If you only had a year left, what would you do with your time? Because you may or may not only have a year. This is not a morbid prediction, it is just to say that, sometimes, the things we put off may be better brought into focus now, while we can. I visited Nova Scotia when I was 16, and every year since, I have thought, I must get back to this amazing place. It has never happened. The trip lives in the brain bin labeled “sometime in the future.” Delaying gratification and taking actions that will benefit us in the future is one of the foundational stones of wisdom to living a good future life. Save money, work a bit harder, put off some of those trips (you get the drift). On the other hand, shockingly bad things can happen out of nowhere, and if there is one thing that I really don’t like, it is the regret for chances not taken.
Our resources, especially time, are limited. Even the fantastically rich, who may never run out of money, will most certainly run out of time. As I look at my calendar for the coming year, I ask myself, Are these things the best use of this time? Can I take an adventure, and how do I balance that with my needing time to do nothing? Have I reached out to the people important to me in meaningful ways? Have I spent time with my family?

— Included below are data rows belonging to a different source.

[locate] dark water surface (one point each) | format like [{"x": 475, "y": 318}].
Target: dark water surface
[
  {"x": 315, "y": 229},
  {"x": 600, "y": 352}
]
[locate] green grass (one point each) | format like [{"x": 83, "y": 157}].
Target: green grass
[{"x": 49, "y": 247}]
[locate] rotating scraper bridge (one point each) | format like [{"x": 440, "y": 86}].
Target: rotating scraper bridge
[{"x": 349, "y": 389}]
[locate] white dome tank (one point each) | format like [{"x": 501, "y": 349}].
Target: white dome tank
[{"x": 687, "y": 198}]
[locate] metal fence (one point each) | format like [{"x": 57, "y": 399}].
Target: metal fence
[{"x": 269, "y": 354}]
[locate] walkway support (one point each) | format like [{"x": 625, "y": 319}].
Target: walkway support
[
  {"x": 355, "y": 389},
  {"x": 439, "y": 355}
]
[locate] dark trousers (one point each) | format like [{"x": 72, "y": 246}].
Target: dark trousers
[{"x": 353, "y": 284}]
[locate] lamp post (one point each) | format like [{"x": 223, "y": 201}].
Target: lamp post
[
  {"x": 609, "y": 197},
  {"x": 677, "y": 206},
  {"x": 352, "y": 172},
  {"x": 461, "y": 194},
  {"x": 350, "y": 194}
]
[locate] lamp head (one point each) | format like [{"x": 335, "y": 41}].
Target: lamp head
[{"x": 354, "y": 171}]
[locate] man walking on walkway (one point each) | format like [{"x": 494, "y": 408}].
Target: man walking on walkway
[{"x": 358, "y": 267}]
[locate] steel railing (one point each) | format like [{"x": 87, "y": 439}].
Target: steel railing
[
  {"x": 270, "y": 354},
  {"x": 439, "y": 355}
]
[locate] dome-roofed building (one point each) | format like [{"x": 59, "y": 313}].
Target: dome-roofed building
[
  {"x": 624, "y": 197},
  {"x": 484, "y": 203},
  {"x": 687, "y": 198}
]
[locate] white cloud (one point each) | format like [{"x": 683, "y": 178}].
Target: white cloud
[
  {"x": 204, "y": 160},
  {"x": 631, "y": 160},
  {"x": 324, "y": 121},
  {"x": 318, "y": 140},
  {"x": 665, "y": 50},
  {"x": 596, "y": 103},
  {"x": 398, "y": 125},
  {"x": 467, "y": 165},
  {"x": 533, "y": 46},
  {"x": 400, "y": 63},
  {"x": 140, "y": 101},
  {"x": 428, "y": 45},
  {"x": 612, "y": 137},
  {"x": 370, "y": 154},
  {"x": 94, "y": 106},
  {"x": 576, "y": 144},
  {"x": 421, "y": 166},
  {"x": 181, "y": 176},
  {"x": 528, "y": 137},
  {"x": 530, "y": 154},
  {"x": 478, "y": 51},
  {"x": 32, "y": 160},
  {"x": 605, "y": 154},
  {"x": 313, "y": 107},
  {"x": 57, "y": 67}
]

Recently, I took in a handful of rolls of film to be developed—a time capsule of the last 10 years—and what stood out among the vacations and adventures were not the places but the simple pleasures of routine moments spent with the people I care about. Nova Scotia may get another go-around after 50 years, but if I do make it, as wonderful as it may still be, it will probably disappoint. At 16, the bar to transformative experience was rather low. Looking back has never been one of my great interests. The future fuels my imagination, but the present is where I live, it is where I am recalling the line from the poem “The Gift” by Raymond Carver: “It’s the tenderness I care about.” This is where real meaning happens, this is where my memories are created. So as I look at my calendar, I pull my attention out of future forecasting and back to what I know to be true: This is where I am, these are the days that count, especially this one, and these are the people with whom I make the memories that move me.